1. Pick a fixed length which is as long as possible without losing a large fraction of the reads because they have expected errors > 1 (or your chosen e.e. threshold). The fastq_eestats command is useful for figuring out a good compromise. Call this length L_trim.

2. If a match to the reverse primer is present, then delete the matching letters and any letters after that.

3. Delete if the read is shorter than a reasonable length given your primer pair, then discard the read.

4. If the read is longer than L_trim, truncate to L_trim.

5. If the read is shorter than L_trim, pad with Ns so that it is L_trim letters.

Step 5 is needed because cluster_otus considers terminal gaps to be real differences. After this step, all your reads should now have length L_trim.

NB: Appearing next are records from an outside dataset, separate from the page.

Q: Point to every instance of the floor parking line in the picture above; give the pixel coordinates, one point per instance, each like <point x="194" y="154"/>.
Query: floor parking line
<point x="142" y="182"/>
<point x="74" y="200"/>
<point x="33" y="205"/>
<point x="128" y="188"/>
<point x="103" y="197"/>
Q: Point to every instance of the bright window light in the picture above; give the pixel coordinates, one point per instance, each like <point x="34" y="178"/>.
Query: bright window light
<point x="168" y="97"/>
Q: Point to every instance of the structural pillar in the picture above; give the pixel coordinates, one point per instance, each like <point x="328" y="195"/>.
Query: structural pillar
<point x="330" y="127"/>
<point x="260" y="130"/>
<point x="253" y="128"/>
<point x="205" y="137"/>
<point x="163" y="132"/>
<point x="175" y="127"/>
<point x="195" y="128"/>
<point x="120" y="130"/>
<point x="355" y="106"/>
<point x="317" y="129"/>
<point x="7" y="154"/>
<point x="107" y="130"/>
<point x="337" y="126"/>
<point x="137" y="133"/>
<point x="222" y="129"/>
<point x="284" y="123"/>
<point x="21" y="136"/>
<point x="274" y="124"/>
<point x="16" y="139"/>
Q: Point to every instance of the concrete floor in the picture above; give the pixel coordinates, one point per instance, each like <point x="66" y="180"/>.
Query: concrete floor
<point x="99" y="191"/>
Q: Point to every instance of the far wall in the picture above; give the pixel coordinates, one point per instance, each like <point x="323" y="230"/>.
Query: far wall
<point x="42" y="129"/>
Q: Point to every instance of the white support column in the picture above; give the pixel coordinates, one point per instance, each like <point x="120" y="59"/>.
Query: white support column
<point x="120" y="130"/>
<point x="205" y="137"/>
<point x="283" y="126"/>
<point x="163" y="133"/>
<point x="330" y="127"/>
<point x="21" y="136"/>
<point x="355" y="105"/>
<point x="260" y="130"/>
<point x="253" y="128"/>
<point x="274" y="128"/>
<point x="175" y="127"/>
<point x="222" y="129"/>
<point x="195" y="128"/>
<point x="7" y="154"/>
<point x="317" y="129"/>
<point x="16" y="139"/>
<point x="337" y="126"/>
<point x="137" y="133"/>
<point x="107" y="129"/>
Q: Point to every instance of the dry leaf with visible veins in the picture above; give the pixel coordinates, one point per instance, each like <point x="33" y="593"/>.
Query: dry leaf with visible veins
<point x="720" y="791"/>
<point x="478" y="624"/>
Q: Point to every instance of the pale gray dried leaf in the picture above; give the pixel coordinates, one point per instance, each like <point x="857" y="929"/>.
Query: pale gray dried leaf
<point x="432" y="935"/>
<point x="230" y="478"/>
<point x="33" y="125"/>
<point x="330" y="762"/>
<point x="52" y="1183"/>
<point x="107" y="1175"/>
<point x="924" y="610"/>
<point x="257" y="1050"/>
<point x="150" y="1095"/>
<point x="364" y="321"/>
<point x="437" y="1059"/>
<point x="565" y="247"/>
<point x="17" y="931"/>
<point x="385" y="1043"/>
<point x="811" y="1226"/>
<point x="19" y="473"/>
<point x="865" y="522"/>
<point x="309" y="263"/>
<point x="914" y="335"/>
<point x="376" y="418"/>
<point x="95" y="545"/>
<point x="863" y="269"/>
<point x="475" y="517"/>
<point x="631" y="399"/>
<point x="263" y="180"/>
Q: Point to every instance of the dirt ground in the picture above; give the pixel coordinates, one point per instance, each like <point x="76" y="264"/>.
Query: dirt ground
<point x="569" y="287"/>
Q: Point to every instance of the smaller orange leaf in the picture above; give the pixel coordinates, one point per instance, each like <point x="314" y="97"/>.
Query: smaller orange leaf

Steps 2 - 5 should be done before quality filtering by max e.e. You will need to write your own script to do this as usearch currently doesn't have commands with the necessary features. You can use the search_oligodb command to find the reverse primer matches.

Once you've pre-processed the reads to get them to the fixed length, proceed as usual to make UPARSE OTUs: quality filter, dereplicate, discard singletons, and run cluster_otus.

Finally, you'll need to strip the trailing Ns (added in step 5) from the OTU sequences.